I'm a fitness kinda girl, right? The most attention my eyes get is when I'm applying mascara in the passenger seat of my husband's car, running late for an appointment. So I took it upon myself to do some homework. And my research turned up some amazing eye facts.
First, we can do cool exercises that re-energise and strengthen the muscles that support eye function. Here are my faves: extend your arm with your thumb up. Focus on your thumb, and keep focusing as you slowly bring it to your nose. Hold for three seconds, then return to the start position. Next, imagine a figure eight on its side three metres away. Use your eyes to trace its shape three times one way, then three times the other way.
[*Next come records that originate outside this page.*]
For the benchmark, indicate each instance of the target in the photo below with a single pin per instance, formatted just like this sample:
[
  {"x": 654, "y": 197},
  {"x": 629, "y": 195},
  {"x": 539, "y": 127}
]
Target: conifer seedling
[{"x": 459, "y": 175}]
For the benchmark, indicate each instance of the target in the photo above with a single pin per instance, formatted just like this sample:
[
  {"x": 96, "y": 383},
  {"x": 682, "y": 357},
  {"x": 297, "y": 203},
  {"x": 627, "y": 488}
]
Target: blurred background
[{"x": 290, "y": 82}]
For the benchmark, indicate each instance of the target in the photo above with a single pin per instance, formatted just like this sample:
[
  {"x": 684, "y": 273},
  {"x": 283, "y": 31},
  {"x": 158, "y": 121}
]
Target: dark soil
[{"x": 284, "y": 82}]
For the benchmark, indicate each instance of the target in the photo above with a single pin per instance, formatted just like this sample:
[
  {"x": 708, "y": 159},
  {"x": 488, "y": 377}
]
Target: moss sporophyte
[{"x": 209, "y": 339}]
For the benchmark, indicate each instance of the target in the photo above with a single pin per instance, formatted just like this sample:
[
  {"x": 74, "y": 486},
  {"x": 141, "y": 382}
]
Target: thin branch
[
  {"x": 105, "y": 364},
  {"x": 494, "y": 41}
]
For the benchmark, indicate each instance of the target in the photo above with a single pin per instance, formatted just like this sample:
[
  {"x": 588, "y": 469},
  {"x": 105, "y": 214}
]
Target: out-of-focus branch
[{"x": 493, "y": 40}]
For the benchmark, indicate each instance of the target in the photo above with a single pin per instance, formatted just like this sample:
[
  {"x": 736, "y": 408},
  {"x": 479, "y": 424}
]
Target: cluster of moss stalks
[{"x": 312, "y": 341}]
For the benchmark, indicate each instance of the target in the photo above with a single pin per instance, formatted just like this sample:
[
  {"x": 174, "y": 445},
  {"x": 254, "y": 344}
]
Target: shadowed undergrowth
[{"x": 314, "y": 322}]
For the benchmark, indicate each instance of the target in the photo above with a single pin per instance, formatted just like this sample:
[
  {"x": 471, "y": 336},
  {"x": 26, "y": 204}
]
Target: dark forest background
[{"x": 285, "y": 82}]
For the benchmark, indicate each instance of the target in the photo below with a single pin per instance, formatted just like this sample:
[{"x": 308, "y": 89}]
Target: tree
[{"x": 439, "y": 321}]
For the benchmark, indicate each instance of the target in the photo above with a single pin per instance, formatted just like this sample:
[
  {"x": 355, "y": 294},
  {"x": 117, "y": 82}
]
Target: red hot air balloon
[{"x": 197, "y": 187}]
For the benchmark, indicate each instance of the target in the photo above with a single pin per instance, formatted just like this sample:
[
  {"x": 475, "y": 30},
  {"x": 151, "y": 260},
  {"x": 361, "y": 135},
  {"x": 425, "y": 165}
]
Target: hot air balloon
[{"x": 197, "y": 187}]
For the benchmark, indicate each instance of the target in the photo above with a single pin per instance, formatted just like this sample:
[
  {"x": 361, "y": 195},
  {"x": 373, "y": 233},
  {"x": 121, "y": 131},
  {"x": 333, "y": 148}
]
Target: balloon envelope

Finally, rub your hands together to warm them up, then put your palms on your cheekbones and your fingers on your forehead, cupping your eyes in your palms. Let your eyes relaaaaax in the warm, cosy darkness. Wicked during a marathon computer session!
Of course, you can eat for eye health. Make sure you have plenty of vitamin C to support the structure and function of the connective tissue. Vitamin C, abundant in citrus fruit, broccoli, capsicums and tomatoes, will also mop up free radicals, which can contribute to eye disease, and it helps stop eye conditions like macular degeneration.
Our retinas contain high levels of omega-3 fatty acids, so oily fish belongs on the menu. Similarly, eating green, leafy vegetables (kale, spinach, broccoli, silverbeet) and taking in antioxidants and vitamins from the likes of corn and capsicum will also benefit your eyes.
If you're eating well for your eyes, you'll be eating well for your general health, too. So look sharp and get a thumbs up from your GP.